A história é repleta de exemplos de ausência de barreiras ao comércio de produtos agrícolas países menos desenvolvidos e países industrializados. Lembro-me dos períodos coloniais, ou de qualquer outra forma de dominação, em que a liberalização entre as colónias e as metrópoles foram realidades. O resultado foi sempre a monocultura em grandes áreas, acompanhada por exploração da mão-de-obra, destruição de ecossistemas e alheamento das populações das regiões com menor produtividade.

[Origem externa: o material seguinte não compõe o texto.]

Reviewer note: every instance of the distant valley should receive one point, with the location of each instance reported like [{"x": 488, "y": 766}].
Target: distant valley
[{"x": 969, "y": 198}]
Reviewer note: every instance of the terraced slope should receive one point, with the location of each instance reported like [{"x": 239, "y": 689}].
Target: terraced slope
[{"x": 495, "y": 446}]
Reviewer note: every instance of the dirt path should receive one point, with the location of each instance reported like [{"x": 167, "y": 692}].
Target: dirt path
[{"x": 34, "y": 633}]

As populações que dependem de estruturas produtivas deste tipo vivem ao sabor da turbulência dos mercados internacionais, sem o efeito moderador da diversificação produtiva.

A liberalização do comércio tem provocado não só especialização, mas também a pulverização geográfica da linha de produção. Nos produtos alimentares podemos esperar o mesmo. Com a crescente incorporação de tecnologia, marketing e de serviços nos produtos alimentares, maiores serão as oportunidades para deslocalizar para os países em desenvolvimento as tarefas com menor margem, centralizando a criação de valor nos países desenvolvidos. O preço final do produto alimentar incorpora o preço da semente, da máquina, do petróleo, da investigação, da luta contra as pragas, do transporte, da publicidade, da embalagem, da transformação, da margem da distribuição. Nele a percentagem para a mão-de-obra do trabalhador agrícola é ridícula. É pouco o valor que permanece no país produtor.

E mesmo pequenos, os ganhos da abertura ao comércio não são igualmente distribuídos pelas populações, havendo até sectores dos países em desenvolvimento, à partida globalmente beneficiados, que perderão. Em países com os direitos de propriedade estão pouco ou nada constituídos, com estruturas de poder político frágeis e nada democráticas, a probabilidade da rapina e do saque é elevada. Iremos assistir à expulsão de populações inteiras, à corrupção, ao desrespeito pelos direitos constituídos pelo uso e tradição... A história é rica em exemplos semelhantes.

De qualquer modo, fico feliz como o nosso vizinho JPT no Ma-Schamba, o pouco que ganharão é sempre melhor perspectiva que este nada que sobra, agora, nas mãos dos africanos.